だが、懐の骨札と、背後の保管札と、リィンの青い光が、その声を少しだけ遠ざけていた。
灰置き場の明かりが見えてくる。
炉の周りに人々が集まっていた。
ルカが真っ先にこちらを見つける。
「戻った!」
その声が、灰置き場に広がった。
何人もの顔がこちらを向く。
透は水瓶を床に下ろした。
重い音。
ガルドが保存食の箱を置く。
リィンが封印布と薬瓶を並べる。
沈黙。
それから、誰かが息を漏らした。
「水……?」
老婆が震える声で言った。
ガルドは頷く。
「水だ。食料もある。貯蔵庫は開いた」
灰置き場の者たちは、すぐには喜ばなかった。
信じられないのだろう。
だが、ルカが水瓶に駆け寄り、透を見上げる。
「飲める?」
「リィンが確認してからな」
「待つ」
「偉い」
「待つのは得意」
その言葉に、透は胸が少し痛んだ。
リィンが水瓶の封を調べ、濾過布を使い、少量を器に移した。青い刻印が揺れる。

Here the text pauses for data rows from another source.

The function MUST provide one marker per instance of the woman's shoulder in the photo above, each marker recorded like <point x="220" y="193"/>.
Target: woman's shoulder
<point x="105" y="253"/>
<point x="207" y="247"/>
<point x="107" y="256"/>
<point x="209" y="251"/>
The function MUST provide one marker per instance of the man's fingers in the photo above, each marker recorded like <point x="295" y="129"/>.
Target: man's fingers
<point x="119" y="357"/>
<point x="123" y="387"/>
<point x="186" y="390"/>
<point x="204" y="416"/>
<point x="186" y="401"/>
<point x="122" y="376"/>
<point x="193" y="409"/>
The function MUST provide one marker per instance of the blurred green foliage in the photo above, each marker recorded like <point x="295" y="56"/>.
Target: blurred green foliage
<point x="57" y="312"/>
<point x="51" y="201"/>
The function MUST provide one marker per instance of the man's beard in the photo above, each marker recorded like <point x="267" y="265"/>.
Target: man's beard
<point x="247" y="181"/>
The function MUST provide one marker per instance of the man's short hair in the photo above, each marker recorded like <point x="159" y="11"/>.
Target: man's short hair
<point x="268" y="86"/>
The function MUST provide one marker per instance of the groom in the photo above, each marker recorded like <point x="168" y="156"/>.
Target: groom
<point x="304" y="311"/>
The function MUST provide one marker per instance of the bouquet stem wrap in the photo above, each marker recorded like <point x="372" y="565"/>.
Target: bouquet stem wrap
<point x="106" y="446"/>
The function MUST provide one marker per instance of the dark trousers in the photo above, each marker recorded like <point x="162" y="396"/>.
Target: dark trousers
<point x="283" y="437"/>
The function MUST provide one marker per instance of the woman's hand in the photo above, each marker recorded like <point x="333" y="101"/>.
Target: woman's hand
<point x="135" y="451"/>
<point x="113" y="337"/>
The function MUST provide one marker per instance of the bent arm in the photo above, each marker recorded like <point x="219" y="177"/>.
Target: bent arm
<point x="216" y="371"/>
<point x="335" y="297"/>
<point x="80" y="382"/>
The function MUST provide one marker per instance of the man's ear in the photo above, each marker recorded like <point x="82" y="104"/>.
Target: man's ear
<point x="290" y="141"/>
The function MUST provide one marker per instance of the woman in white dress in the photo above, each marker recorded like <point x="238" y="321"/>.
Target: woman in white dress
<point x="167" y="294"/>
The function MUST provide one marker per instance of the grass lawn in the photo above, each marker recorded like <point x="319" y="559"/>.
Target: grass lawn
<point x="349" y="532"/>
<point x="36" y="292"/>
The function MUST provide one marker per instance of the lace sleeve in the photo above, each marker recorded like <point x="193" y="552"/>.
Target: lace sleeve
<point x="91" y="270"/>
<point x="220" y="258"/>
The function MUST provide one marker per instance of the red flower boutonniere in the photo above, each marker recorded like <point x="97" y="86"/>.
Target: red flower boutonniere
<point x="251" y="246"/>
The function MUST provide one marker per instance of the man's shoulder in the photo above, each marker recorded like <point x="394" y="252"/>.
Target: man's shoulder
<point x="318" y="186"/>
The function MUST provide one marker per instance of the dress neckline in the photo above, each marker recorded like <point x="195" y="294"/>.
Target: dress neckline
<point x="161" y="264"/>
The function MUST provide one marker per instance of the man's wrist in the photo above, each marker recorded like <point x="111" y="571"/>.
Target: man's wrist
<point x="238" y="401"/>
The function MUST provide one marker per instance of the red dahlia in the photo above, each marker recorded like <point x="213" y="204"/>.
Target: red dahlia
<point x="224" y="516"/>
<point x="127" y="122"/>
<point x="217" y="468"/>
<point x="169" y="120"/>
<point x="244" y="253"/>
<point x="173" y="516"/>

毒や呪いの反応を見ているらしい。
しばらくして、彼女は小さく頷いた。
「薄めれば飲める。呪いはほとんどない」
その瞬間、灰置き場の空気が変わった。
誰かが泣いた。
声を押し殺すように。
誰かが炉の前に膝をついた。
誰かが名前を呟いた。
透はその光景を見て、ようやく水瓶の重さが自分の腕から抜けていくのを感じた。
運んだだけだ。
呪いを少し削り、扉を開け、水を運んだだけ。
けれど、それで誰かの息が続く。
なら、この腕が変わっていく意味も、少しだけあるのかもしれない。
ガルドが透の横に立った。
「透」
「何だ」
「信用はまだ半分だ」
「増えたのか」
「少しな」
「十分だ」
ガルドは炉を見た。
「エルドの名を刻む。あとで来い」
「ああ」
ルカが器に入った水を両手で受け取り、少しだけ飲んだ。
黒い痣が、ほんのわずかに薄くなる。
透はその様子を見ていた。
背後の灰道は、まだ暗い。
貯蔵庫の奥には遠見灰鏡が残り、地上ではまた誰かが落とされようとしている。
開けるべき道は多い。
削るべき呪いも多い。
だが、今は灰置き場に水が届いた。
それだけは、確かに前へ進んだ証だった。